Nikki Blonsky Vigorously Denies Crotch-Abuse Charges
In addition to her formidable vagina-kicking prowess, airport brawler Nikki Blonsky has quite a way with the race card as well. After shoveling vague bromides on ET about her and her family's fight with the Bianca Golden clan (for which Blonsky and her father face up to five years in jail), the Hairspray star finally responded to Golden's own recent testimony about what happened that day in Turks and Caicos. And this just in: Golden calls her a liar! Help us make sense (or something) of it all after the jump.So far we can all agree that each family's hard-earned Caribbean respite ended with a collision at the Providenciales International Airport, where the Blonskys were holding seats at the departure gate.

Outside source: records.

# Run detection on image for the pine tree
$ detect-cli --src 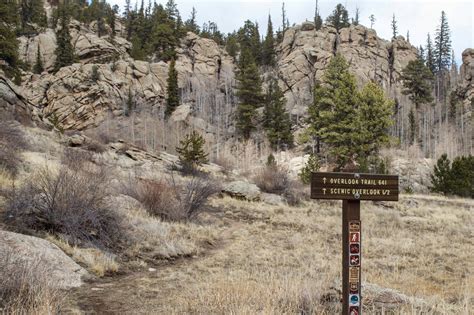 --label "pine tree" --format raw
[54,6,75,71]
[402,59,434,108]
[352,7,360,26]
[165,59,179,117]
[356,82,394,158]
[326,3,350,31]
[418,45,426,64]
[314,0,323,31]
[225,31,239,61]
[33,42,44,74]
[184,7,199,34]
[20,0,48,32]
[309,54,357,167]
[369,14,375,29]
[262,14,276,66]
[236,48,263,139]
[309,54,393,169]
[281,2,289,34]
[402,59,434,144]
[263,79,293,149]
[408,108,416,144]
[433,11,451,73]
[237,20,262,65]
[176,130,208,172]
[426,33,436,73]
[391,13,398,39]
[298,154,321,185]
[430,153,451,194]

The Goldens objected, and the B-list shit the the D-list fan:
Things took a nasty turn, she says, when she asked Bianca not to point her finger in her face. "That's when she stood up, pulled her arm all the way back and said, 'Fuck you, you white bitch.' And she closed her fist and punched me," says Blonsky.
And what of the epithets, crotch-kick and suckerpunch that Golden told Tyra Banks laid out her mother with a fractured skull? "Absolute lies," Blosnky insists. Right on cue, Inside Edition mere minutes ago speed-dialed Golden for her reply, which went about the way you'd expect, with a denial she ever punched Blonsky and the unequivocal confirmation, "I witnessed Nikki Blonsky take her foot and kick my mom in her lower abdomen." (The broadcast airs tonight, hooray.) Of course, "Tracy Turnblad" was in fact "decked out" by someone in the Golden gang, if the videotaped play-by-play is to be believed. And for the "crotch" to suddenly become the "lower abdomen" (People reported it as the "groin," but a low blow is a low blow) implies a conspicuous change in Golden's story that will be duly noted by our own legal observers at Defamer HQ, not to mention the tropical island judge who will hear the case later this winter. We'll likely next pick this one up at that time, lest our scorecards' clutter inhibit the justice sure to come.